1
Les loups de Raven Hollow croyaient que la Déesse Lune bénissait chaque enfant avec une bête.
Un second battement de cœur.
Une ombre sous la peau.
Une âme avec des griffes.
À dix-huit ans, chaque enfant né-loup le ressentait. Certains entendaient leur loup comme des murmures dans leurs rêves. D’autres le sentaient s’agiter sans cesse sous leurs côtes. Certains changeaient tôt, un amas d’os, de cris et de fourrure sous le clair de lune, tandis que leurs fiers parents pleuraient et remerciaient la Déesse pour un nouveau guerrier fort, un futur compagnon, un nouveau nom à graver dans la lignée de la meute.
J'avais dix-huit ans.
Et en moi, il n'y avait rien.
Pas de grognement.
Pas de murmure.
Pas de souffle animal chaud lové autour de mon cœur.
Juste le silence.
Et parfois, quand le ciel devenait lourd et sombre, le tonnerre.
J'appuyai mes paumes plus fort contre le sol du foyer de la meute et frottai jusqu'à ce que mes articulations me brûlent.
Le marbre sous moi était assez froid pour piquer la peau. Il traversait le grand hall avec ses veines gris pâle, poli chaque semaine par des filles comme moi et admiré chaque soir par des loups qui ne baissaient jamais les yeux assez longtemps pour se demander qui l'avait nettoyé. Ce soir, il devait briller. Ce soir, la Lune de Sang se lèverait.
Ce soir, chaque jeune de dix-huit ans sans compagnon à Raven Hollow se tiendrait sous le chêne sacré pour être béni.
Certains changeraient.
Certains sentiraient l'odeur de leur compagnon.
Certains gagneraient des titres, des avenirs, des places aux tables où les décisions étaient prises.
Et moi, je resterais au fond, là où vont les choses dont personne ne veut, en espérant que personne ne remarque que la Déesse Lune n'avait plus rien à me donner.
« Il manque un endroit. »
La voix venait d'au-dessus de moi, douce et sucrée comme du miel empoisonné.

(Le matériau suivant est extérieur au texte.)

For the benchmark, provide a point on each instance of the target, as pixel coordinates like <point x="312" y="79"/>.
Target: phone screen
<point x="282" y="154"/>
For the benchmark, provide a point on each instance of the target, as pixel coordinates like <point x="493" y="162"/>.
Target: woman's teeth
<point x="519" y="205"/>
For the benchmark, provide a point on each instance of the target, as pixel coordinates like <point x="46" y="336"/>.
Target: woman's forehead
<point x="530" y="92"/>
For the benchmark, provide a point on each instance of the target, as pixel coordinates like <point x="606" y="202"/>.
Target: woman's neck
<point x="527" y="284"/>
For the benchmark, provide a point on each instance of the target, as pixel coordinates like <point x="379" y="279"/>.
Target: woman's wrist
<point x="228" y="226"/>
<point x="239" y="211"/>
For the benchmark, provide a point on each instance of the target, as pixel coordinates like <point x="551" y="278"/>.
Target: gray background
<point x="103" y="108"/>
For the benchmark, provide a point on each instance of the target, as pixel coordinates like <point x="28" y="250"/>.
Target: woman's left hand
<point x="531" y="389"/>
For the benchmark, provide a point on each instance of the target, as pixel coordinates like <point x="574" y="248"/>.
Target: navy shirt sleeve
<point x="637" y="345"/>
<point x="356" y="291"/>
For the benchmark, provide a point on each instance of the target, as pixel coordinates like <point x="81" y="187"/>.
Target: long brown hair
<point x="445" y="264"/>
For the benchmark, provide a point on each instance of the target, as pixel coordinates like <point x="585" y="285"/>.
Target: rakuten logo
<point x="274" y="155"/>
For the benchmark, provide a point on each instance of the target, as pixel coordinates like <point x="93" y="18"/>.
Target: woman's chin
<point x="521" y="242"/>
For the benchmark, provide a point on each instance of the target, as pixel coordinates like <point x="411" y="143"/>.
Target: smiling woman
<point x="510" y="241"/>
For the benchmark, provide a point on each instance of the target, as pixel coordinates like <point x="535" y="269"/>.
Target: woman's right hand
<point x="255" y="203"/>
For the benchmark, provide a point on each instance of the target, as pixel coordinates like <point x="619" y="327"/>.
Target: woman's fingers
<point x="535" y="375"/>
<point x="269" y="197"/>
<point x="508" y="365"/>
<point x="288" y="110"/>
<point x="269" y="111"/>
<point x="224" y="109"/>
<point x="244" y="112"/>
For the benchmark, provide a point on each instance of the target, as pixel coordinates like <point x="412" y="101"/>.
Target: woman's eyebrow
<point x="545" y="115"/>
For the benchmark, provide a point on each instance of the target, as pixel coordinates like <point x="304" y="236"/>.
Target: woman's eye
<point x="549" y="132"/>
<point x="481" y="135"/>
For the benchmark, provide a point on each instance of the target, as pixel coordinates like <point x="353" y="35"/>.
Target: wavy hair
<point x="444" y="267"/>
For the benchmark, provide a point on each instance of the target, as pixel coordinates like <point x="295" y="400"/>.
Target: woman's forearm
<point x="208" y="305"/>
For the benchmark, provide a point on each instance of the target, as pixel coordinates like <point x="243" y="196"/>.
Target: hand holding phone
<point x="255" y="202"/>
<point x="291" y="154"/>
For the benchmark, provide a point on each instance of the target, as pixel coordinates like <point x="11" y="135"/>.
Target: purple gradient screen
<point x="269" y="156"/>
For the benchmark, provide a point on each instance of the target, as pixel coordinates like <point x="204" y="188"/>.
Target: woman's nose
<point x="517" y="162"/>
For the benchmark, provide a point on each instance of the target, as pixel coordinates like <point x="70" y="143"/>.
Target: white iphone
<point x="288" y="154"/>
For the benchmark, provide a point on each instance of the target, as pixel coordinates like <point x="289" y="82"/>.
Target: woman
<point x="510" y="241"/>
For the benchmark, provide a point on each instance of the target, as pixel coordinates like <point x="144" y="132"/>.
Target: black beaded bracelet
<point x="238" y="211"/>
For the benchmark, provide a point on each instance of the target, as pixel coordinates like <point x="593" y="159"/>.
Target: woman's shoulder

Je n'avais pas besoin de lever les yeux pour savoir qui c'était.
Selene Ashford posa ses bottes boueuses sur le sol propre.
Je fixai la trace sombre qu'elle laissait sur le marbre.
Quelques filles derrière elle rirent.
Selene était la nièce de l'Alpha Garrick, bien qu'elle se comportât comme sa fille. Des cheveux dorés, des yeux ambrés et un loup si fort que tout le monde disait qu'elle serait une Luna un jour. Elle était de ce genre de beauté à laquelle les gens obéissent avant même qu'elle ne parle, le genre de cruauté que les gens pardonnent parce que son sourire ressemble à la lumière du soleil.
Je trempai mon chiffon dans le seau et l'essorai.
« Oui, Selene. »
Elle s'accroupit devant moi en penchant la tête. Son parfum était vif et floral, censé couvrir le musc sauvage du loup sous sa peau. « Tu as l'air fatiguée, Lyra. »
Je frottai la boue. « Je vais bien. »
« Tant mieux. » Son sourire s'élargit. « Tu auras besoin de tes forces ce soir. »
Les filles derrière elle ricanèrent encore.
Je gardai le visage impassible.
C'était une chose que j'avais apprise très tôt à Raven Hollow : la douleur n'est divertissante que lorsqu'elle se voit.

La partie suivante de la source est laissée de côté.